Для цитаты: Хорошилов Д.А. Оцифрованный разум: медиатизация социального познания в культуре, науке и искусстве // Социальная психология и общество. 2019. Том 10. № 4. С. 9–22. DOI: 10.17759/sps.2019100402
Полный текст
Медиаконструирование образа
социального мира
Настоящая статья начинается с вопроса, который был поставлен (честно признать, мимоходом) в одной из последних работ Г.М. Андреевой [1]: может ли современный человек самостоятельно построить образ мира, в котором он живет, или для него этот образ изначально опосредован средствами массовой информации? Ибо «что есть мир, мы узнаем из медиа. Вообще все, что сегодня выступает как восприятие, — все равно уже пропущено через фильтр медиа» [9, с. 99]. Действительно ли медиа «околдовывает» сознание, и способна ли психологическая наука развеять вездесущие чары цифровой эпохи?
Читателям известно, что в концепции Г.М. Андреевой, объединяющей идеи культурно-деятельностной психологии и социального конструкционизма, социальное познание определяется как процесс конструирования образа мира, опосредующий практическую деятельность в реальном мире. Заимствованное из поздних рассуждений А.Н. Леонтьева понятие образа мира конкретизирует содержание общественного и массового сознания как символической системы представлений общества о самом себе, объясняя его взаимосвязь с сознанием отдельного человека. «Индивидуальное сознание живет тем, что находится в постоянном общении с другими, постоянно усваивая общественные мысли и отчуждая свои» [31, с. 357].
Образ мира выступает в качестве языкового знака сознания [32], чья функция — регуляция деятельности и совладание с неопределенностью [38]. Т.Д. Марцинковская, сопоставляя взгляды Л.С. Выготского и Г. Шпета, делает важный вывод, что «социальное бытие человека превращает его в социальную личность, поведение которой служит определенным знаком для других людей и одновременно для него самого» [29, с. 119]. Личность — знак социального бытия! Запомним формулу и вернемся к ней позже. Поскольку образ мира — интегральная характеристика познавательной сферы личности, опосредствуемой знаковыми системами, то логично предпринять следующий шаг — рассмотреть различные языки (в широком смысле слова), которые существуют в обществе и культуре.

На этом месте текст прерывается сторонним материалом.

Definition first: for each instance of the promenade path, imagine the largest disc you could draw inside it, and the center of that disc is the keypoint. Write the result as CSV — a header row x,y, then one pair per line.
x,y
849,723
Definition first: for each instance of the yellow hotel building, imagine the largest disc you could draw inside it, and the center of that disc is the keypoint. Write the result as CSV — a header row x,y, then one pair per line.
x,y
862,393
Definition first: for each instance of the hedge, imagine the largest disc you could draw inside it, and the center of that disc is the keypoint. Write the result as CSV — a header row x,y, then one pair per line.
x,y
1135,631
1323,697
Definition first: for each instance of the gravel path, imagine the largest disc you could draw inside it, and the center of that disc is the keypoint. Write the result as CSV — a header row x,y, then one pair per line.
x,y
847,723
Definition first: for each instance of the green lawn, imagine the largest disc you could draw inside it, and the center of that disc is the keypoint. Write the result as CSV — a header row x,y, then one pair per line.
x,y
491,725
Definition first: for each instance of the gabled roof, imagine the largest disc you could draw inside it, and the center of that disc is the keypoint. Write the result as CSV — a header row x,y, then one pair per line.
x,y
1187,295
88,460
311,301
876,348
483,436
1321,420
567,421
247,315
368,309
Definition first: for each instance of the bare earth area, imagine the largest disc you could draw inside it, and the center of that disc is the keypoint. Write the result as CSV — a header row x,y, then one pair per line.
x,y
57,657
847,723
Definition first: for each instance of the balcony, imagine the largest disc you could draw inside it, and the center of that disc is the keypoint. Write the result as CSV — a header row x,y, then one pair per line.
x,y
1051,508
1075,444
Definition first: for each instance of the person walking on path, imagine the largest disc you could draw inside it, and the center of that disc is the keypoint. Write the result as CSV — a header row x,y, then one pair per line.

Не будет большим преувеличением утверждение, что основным языком конструирования образа социального мира в современном обществе является язык медиа, включающий в себя элементы традиционных знаковых систем (от науки до искусства). Потому Ж. Бодрийяр называл медиа «пожирателем» всех социальных коммуникаций [8]. Индустрия медиакоммуникаций — это сложная система технологических и институциональных отношений, в рамках которых производятся и потребляются образносимволические формы, доступные в пространстве и времени (когда и где удобно) для широкой публики [24].

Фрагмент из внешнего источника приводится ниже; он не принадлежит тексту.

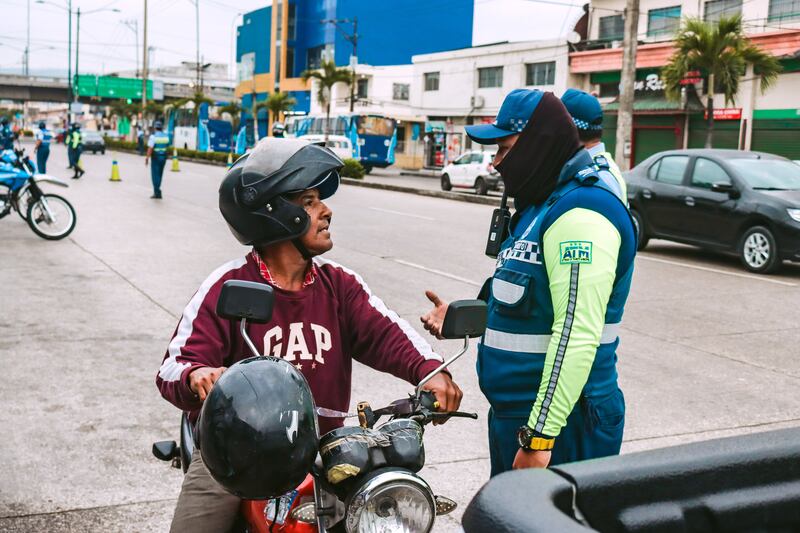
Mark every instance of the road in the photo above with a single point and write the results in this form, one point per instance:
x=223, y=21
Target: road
x=707, y=349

Эффекты влияния медиа на установки и представления аудитории — тема традиционная для социальной психологии, начиная, пожалуй, с исследований убеждающей коммуникации Йельской школы [49]. М. Кастельс [23] отмечает: институты и технологии медиа, действующие на макроуровне общественного сознания, актуализируют такие специфические когнитивные механизмы, как установление повестки дня (agenda setting), фрейминг и прайминг, которые конструируют предвзятое отношение к социальной информации, «сообщая» аудитории не только о чем, но и как именно ей следует думать. Отечественные психологи [7] рассматривали медиа как технологически оснащенную форму общения между большими группами (коллективными субъектами), при этом особое внимание всегда уделялось языку массовых коммуникаций [25].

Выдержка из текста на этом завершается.